We have recently been preparing for the deployment of a big number of new desktop computers. The plan was to follow the Microsoft ways using WDS and/or MDT, whose procedures generally include setting up a referencing computer and customizing it, then capturing the image to deploy.
The process went along very well during our early stage tests on virtual machines, until two samples of the physical machines were delivered to us for further preparation, when things began to get complicated.
The model was DELL Optiplex 3240 AIO, an all-in-one computer, and the problem was most of the time when Sysprep was run to generalize the OS, it turned out a blue screen of death, with Bug Check error type WHEA_UNCORRECTABLE_ERROR, no matter if firmware was set in UEFI mode or legacy BIOS mode.
Performing postmortem analyses on the Minidump files, I found out the error code was 0x124, and the first parameter was always 0x4, which means an uncorrectable PCI Express error occurred. After running
!analyze -v, WinDbg reported the problem was probably caused by GenuineIntel, but I highly doubted it was the CPU to blame.
Most of the documents, including MSDN and the Microsoft community Wiki, says that this Bug Check is almost always caused by physical hardware failures, especially overclocking. In spite of that, I still could not convince myself. Obviously, all of the two sample machines were showing the same symptom, and if it were a hardware issue, the quality would be disastrous. After all, it’s DELL.
Finally, I googled ‘sysprep bsod 124’ and found one case on Microsoft TechNet forum, titled ‘BSOD when sysprep Windows 10‘, which was nearly identical to our situation: all-in-one computer, same Bug Check error, same type number, only the brand is HP. In the replies, someone provided another kernel debugger helper command,
!errrec, which shows detailed WHEA error records given the address, i.e. the second parameter in the Bug Check.
Later, I found the command was already provided in the MSDN document of Bug Check 0x124. The solution could come much earlier, had I been patient enough to follow the document!
In the output of
!errrec the related Device Ids were revealed.
- 10ec:8168, Realtek Gigabit Ethernet
- 8086:24f3, Intel Dual Band Wireless-AC 8260
All of them are network adapters.
Since it’s not practical to remove any hardware from inside of an all-in-one computer, we decided to firstly try uninstalling all network adapters from Device Manager before doing Sysprep, and it worked!
When the network devices are removed manually from Device Manager one by one, with Sysprep run immediately afterwards, blue screens are never observed again. The method really worked throughout our subsequent generalization and capturing processes.
But why does such a serious problem happen in such a fundamental procedure? Obviously, the scenario has never been tested by the manufacturers, neither DELL nor Realtek, Intel, etc. Don’t DELL’s teams use Sysprep any more? Guess so and not.
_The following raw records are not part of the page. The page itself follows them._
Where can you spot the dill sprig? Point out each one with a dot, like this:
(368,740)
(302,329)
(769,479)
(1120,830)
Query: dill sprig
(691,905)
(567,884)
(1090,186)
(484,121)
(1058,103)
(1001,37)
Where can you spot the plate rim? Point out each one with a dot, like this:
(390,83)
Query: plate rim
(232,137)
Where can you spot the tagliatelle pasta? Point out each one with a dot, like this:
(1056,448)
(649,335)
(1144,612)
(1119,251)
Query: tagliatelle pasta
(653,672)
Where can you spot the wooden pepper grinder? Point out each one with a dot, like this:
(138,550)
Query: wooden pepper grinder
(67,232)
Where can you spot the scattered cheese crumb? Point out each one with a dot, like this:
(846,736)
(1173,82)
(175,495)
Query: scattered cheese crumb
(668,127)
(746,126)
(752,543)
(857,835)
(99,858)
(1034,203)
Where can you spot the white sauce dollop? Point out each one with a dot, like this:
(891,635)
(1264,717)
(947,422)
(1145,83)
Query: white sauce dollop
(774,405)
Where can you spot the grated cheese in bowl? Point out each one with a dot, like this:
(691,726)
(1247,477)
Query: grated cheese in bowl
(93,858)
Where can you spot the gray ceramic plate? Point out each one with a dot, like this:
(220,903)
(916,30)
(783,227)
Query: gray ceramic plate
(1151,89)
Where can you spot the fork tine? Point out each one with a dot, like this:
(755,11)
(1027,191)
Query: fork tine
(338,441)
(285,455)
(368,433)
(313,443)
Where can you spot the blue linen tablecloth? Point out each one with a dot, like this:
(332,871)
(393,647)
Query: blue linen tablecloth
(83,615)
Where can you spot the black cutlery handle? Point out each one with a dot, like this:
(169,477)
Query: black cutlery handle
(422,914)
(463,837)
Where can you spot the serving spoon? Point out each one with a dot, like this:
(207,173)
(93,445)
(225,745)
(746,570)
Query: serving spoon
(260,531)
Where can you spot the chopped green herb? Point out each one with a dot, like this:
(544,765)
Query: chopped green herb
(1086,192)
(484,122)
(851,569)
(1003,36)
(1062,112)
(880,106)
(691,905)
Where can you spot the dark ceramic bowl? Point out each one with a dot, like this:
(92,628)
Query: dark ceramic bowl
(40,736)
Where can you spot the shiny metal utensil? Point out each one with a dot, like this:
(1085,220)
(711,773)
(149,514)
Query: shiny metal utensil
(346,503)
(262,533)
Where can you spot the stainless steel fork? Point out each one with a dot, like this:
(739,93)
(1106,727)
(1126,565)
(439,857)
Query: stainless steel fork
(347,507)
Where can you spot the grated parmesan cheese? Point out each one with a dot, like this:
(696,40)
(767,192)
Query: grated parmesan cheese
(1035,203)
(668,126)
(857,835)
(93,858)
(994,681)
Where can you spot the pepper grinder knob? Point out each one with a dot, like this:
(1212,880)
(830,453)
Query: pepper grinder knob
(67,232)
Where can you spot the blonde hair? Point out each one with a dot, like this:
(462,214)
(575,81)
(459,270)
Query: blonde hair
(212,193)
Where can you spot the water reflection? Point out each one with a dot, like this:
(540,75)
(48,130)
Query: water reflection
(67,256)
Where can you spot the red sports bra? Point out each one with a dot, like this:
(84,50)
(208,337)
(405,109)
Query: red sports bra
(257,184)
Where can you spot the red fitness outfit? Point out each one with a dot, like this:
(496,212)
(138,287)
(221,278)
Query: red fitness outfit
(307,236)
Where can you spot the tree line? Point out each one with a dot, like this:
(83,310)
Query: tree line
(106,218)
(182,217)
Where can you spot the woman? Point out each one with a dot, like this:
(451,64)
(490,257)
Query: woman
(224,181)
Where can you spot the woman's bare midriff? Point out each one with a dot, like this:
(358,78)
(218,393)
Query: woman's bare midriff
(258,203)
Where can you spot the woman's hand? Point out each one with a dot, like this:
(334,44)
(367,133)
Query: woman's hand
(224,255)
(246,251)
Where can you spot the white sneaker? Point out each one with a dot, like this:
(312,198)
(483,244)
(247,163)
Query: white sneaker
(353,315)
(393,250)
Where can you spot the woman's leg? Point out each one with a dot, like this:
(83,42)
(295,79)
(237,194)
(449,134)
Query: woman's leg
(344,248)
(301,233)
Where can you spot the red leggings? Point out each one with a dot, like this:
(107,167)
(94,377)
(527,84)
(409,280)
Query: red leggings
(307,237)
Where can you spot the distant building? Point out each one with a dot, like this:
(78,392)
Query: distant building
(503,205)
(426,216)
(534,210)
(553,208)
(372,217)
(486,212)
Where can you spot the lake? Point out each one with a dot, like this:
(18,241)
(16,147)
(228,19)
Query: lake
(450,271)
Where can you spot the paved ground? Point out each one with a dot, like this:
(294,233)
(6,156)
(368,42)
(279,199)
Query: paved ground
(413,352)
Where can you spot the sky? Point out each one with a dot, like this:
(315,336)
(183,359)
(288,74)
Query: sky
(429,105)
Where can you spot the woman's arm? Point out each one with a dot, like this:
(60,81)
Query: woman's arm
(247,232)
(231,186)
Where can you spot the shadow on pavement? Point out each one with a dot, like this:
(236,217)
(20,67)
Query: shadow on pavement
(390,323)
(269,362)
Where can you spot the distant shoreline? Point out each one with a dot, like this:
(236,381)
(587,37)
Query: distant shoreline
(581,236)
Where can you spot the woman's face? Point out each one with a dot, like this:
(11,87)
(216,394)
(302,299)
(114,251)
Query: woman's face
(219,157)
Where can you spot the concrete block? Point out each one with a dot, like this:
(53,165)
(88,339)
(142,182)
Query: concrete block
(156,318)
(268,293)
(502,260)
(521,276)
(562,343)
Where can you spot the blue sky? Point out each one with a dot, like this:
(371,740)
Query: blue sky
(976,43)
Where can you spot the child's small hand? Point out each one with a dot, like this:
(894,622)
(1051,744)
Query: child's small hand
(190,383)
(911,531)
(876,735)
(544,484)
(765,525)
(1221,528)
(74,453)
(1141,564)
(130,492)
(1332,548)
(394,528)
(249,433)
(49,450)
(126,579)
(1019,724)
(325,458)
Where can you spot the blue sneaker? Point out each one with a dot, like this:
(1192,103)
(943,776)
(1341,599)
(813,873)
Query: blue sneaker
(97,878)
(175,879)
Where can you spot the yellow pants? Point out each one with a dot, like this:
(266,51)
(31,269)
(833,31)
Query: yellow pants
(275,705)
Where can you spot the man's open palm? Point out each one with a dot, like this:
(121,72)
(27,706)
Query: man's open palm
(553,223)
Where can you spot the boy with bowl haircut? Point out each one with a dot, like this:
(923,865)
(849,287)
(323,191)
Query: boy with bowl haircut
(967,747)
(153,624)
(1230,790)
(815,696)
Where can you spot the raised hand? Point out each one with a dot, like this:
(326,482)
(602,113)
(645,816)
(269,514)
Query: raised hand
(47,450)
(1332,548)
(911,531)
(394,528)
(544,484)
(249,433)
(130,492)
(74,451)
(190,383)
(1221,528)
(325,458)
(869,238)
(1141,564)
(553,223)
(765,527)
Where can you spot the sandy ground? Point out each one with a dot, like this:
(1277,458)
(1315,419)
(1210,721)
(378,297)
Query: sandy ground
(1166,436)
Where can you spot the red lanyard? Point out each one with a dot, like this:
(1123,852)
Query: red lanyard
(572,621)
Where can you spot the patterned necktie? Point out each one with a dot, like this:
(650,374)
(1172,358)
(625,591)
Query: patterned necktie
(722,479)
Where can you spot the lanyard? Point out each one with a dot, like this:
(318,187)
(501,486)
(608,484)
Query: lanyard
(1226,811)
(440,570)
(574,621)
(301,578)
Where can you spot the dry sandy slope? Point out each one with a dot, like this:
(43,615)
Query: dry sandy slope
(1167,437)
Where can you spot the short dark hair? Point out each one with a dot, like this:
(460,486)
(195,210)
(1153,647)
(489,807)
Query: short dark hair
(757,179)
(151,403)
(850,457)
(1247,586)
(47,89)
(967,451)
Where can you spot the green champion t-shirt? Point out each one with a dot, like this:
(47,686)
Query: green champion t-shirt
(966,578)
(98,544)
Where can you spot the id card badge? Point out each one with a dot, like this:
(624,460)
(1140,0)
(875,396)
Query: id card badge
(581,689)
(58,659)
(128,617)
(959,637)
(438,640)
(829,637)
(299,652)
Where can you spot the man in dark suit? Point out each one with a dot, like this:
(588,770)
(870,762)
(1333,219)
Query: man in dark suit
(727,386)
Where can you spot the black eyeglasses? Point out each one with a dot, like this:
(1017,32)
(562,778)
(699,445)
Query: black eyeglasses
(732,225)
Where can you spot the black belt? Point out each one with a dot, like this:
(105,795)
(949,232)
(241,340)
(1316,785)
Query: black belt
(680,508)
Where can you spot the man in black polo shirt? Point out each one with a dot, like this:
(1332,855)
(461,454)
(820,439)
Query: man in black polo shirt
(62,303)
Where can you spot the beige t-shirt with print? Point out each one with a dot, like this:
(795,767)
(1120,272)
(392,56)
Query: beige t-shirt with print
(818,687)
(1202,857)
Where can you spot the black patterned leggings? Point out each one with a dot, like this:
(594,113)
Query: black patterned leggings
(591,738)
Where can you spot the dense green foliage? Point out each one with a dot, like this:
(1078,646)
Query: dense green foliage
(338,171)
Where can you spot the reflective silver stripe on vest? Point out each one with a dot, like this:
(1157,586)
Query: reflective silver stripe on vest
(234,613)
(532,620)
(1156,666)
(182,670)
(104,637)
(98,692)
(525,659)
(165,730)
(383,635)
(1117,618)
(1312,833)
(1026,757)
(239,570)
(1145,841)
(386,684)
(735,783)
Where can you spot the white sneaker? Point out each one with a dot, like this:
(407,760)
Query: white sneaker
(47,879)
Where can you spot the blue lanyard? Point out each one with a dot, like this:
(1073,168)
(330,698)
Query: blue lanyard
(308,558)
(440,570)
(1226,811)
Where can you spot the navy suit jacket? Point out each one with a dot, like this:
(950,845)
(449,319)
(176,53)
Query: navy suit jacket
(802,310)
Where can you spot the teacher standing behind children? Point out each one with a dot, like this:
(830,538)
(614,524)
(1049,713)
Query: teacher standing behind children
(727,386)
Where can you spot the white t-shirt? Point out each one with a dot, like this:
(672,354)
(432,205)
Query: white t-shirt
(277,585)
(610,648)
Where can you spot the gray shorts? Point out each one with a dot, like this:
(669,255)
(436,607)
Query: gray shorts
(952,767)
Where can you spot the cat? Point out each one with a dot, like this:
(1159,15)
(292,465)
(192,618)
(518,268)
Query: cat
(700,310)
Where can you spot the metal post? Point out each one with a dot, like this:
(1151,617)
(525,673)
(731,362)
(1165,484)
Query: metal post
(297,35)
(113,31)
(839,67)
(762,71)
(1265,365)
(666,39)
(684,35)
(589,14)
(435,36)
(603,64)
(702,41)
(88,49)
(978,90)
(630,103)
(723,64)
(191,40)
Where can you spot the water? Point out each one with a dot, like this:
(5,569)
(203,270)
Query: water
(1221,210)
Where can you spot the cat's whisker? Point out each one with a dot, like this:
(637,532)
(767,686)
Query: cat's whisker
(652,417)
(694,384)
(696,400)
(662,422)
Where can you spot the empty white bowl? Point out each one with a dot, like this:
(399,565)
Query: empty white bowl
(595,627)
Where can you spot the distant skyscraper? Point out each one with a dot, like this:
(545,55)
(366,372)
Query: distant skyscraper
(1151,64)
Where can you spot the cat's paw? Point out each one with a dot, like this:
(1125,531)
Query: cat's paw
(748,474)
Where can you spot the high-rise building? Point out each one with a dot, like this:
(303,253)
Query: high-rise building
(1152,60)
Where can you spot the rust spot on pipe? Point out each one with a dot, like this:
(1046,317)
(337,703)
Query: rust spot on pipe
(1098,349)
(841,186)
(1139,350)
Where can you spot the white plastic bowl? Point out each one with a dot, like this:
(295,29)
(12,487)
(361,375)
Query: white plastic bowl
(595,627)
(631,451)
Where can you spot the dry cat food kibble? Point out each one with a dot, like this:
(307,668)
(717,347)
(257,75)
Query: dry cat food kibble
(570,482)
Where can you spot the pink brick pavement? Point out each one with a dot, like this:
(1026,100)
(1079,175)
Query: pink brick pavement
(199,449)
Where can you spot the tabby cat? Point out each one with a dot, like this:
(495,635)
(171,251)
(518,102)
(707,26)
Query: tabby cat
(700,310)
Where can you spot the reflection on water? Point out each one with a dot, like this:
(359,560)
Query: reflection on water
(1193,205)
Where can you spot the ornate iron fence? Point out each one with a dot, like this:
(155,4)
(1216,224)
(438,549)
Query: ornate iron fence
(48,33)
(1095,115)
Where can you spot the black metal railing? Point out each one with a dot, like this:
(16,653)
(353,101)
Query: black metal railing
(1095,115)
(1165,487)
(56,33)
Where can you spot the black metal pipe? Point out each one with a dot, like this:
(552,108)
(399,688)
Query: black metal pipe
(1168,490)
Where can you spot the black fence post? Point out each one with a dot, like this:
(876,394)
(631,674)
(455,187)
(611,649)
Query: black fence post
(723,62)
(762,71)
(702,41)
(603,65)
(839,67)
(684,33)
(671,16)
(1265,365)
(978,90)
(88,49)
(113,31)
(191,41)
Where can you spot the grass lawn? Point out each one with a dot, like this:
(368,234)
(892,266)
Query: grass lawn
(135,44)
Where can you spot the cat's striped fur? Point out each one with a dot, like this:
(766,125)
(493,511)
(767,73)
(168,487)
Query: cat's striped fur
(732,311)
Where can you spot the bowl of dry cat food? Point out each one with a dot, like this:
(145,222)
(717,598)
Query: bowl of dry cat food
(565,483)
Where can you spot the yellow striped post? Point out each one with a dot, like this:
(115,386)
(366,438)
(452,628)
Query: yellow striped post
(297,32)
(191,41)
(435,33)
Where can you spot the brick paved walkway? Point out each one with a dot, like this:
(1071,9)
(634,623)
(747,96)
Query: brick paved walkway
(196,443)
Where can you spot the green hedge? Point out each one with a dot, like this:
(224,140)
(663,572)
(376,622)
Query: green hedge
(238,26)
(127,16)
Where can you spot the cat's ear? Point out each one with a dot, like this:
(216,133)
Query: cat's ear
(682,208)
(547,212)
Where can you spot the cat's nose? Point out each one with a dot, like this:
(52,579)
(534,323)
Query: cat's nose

- Sysprep may be still in use. When doing the search, I saw some comments on Sysprep, which recommend building a reference computer offline, to prevent background tasks, esp. Windows Updates from altering the system without solicitation. Maybe DELL make their images in a closed lab environment where our scenario never happens.
- Sysprep may be fading out. With prevailing DISM techniques, servicing an image offline might be no longer a question but perhaps a best practice. When altering an image offline, device drivers never sneak in so our scenario will never happen.